Galileo apuró la copa. Entonces se quedó dormido, y al despertar había olvidado hasta que hubiera sufrido un síncope aquella noche.

Sin embargo, le quedó una sensación muy extraña. En su carta semanal a María Celeste intentó describirla: «Estoy atrapado en los bucles de estos sucesos y de este modo borrado del libro de los vivos».

Ella respondió a su habitual manera alentadora: «Me causa infinito placer saber del fervor con el que monseñor arzobispo os cuida y os favorece. Y no creo, ni por un instante, que os hayan borrado, como vos decís, de libro vivendum. Nadie es profeta en su tierra».

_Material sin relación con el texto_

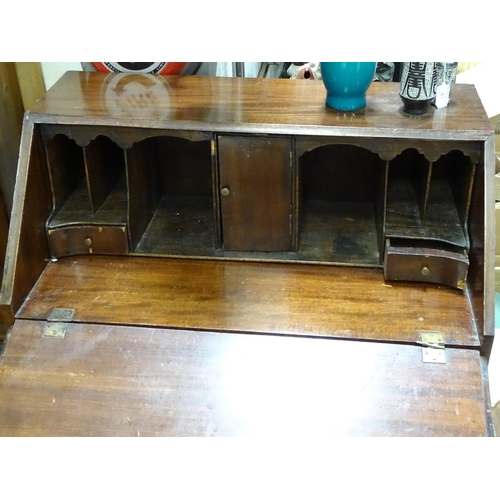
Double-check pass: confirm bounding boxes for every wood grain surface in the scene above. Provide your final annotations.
[28,72,492,140]
[18,256,479,346]
[0,320,489,438]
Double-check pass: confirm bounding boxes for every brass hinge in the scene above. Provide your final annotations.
[43,307,75,339]
[418,332,446,363]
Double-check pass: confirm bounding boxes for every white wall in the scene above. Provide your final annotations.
[40,62,261,90]
[40,63,82,90]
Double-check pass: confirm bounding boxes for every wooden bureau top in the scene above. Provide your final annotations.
[30,72,493,141]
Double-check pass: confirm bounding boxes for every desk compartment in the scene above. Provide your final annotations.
[48,225,128,257]
[384,238,469,290]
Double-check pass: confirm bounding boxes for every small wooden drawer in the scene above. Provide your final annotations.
[384,239,469,290]
[48,225,129,257]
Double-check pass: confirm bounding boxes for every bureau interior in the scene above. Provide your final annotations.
[385,149,475,251]
[46,134,215,256]
[299,145,386,267]
[46,129,475,276]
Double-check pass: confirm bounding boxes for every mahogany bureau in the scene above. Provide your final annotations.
[0,72,494,436]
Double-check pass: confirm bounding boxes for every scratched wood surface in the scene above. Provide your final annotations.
[31,72,491,140]
[17,256,479,346]
[0,320,489,438]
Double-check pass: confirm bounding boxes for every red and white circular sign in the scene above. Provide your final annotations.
[90,63,188,75]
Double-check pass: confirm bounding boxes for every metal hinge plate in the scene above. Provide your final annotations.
[42,307,75,339]
[419,332,446,363]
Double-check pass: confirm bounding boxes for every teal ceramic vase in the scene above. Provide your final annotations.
[321,62,377,111]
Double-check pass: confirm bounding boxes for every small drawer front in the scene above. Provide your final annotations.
[48,226,129,257]
[384,241,469,290]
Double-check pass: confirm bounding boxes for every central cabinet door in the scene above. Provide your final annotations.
[218,136,293,252]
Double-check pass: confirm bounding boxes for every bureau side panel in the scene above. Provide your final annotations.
[0,116,52,336]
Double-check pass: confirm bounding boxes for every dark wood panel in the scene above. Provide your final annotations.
[19,256,478,345]
[0,321,489,438]
[0,119,52,338]
[28,72,491,140]
[218,136,292,252]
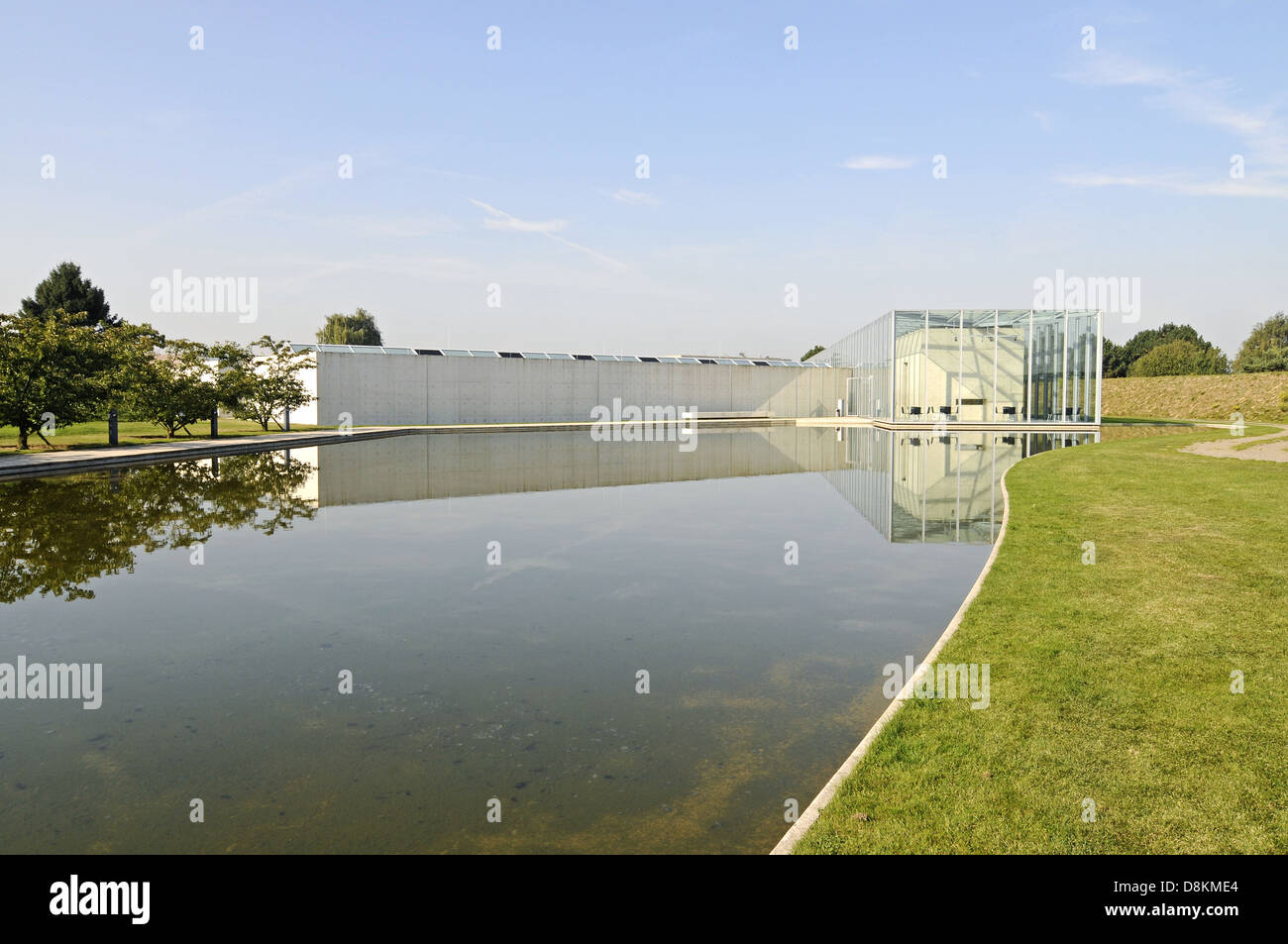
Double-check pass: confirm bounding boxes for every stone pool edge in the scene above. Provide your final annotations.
[0,417,793,481]
[769,463,1019,855]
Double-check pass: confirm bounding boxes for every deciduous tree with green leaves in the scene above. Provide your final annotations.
[317,308,383,348]
[0,309,160,450]
[1127,340,1231,377]
[1234,312,1288,373]
[210,335,313,432]
[126,339,219,439]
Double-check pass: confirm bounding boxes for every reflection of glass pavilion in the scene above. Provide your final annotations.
[823,426,1100,544]
[812,308,1102,425]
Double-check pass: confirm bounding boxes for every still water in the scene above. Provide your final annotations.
[0,426,1086,853]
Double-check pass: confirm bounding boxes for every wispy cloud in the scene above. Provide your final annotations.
[841,155,917,170]
[1056,52,1288,197]
[469,197,626,269]
[612,190,657,206]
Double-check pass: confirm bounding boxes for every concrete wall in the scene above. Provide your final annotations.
[317,352,847,426]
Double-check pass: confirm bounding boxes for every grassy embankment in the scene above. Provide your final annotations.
[1102,373,1288,422]
[796,428,1288,853]
[0,417,317,455]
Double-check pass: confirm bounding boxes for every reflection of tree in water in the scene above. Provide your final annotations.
[0,452,317,602]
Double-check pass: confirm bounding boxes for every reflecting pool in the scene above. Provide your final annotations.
[0,426,1085,853]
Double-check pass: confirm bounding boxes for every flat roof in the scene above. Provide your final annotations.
[291,344,831,367]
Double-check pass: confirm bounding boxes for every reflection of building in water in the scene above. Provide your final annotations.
[293,426,1099,544]
[307,426,845,507]
[824,428,1099,544]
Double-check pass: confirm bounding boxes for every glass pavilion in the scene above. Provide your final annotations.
[812,308,1102,425]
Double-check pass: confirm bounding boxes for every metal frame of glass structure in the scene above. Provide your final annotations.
[814,308,1103,425]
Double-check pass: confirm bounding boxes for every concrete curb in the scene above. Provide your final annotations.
[0,417,796,481]
[769,463,1019,855]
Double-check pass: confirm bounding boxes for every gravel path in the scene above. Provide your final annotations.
[1181,426,1288,463]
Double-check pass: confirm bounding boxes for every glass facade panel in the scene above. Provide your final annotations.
[814,309,1102,425]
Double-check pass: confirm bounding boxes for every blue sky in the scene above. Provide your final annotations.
[0,0,1288,356]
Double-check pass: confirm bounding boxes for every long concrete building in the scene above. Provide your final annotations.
[292,344,849,426]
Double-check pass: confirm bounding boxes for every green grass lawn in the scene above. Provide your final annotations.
[796,428,1288,853]
[1234,437,1288,452]
[0,417,317,455]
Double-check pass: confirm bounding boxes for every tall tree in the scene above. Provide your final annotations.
[1102,322,1225,377]
[210,335,313,432]
[22,262,121,327]
[1234,312,1288,373]
[317,308,383,348]
[128,340,219,439]
[0,310,159,450]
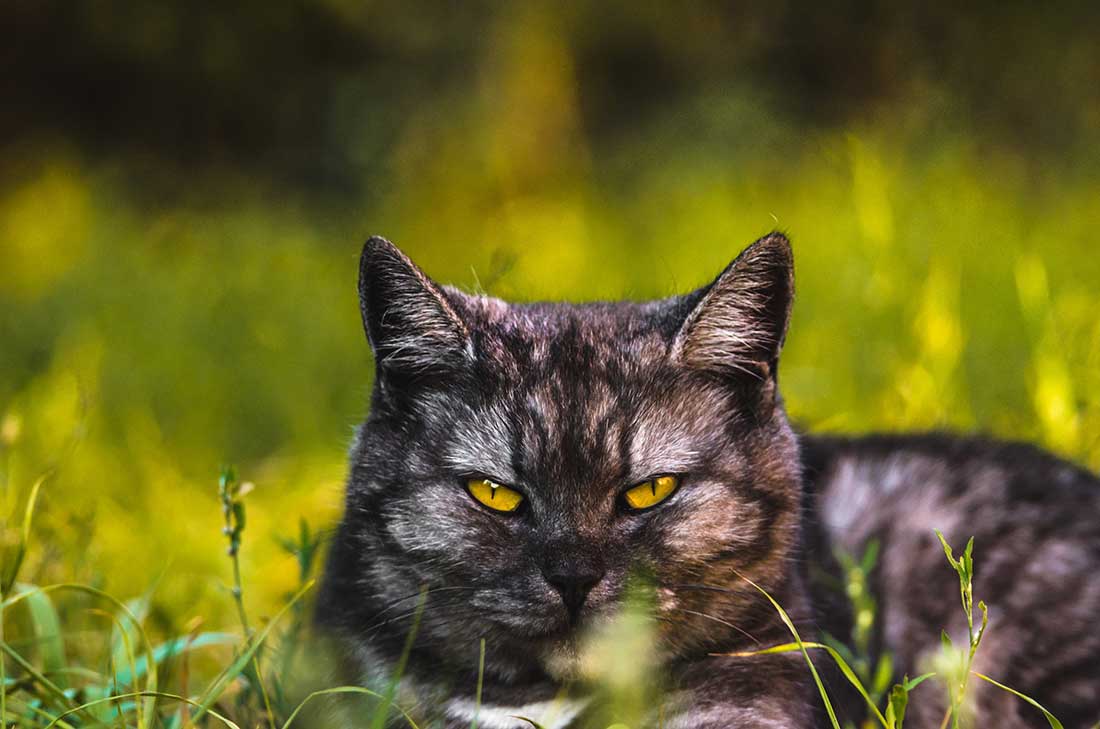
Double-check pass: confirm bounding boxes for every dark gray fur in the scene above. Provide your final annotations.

Galileo asintió con la cabeza al leer esto.

—Nadie es profeta en ninguna parte —dijo mirando por la ventana en dirección norte, donde estaba San Matteo—. Y hay que dar gracias a Dios por ello. Ver el futuro sería una maldición terrible, estoy seguro. No quisiera ser profeta en mi tierra, sino científico. Sólo quiero ser científico.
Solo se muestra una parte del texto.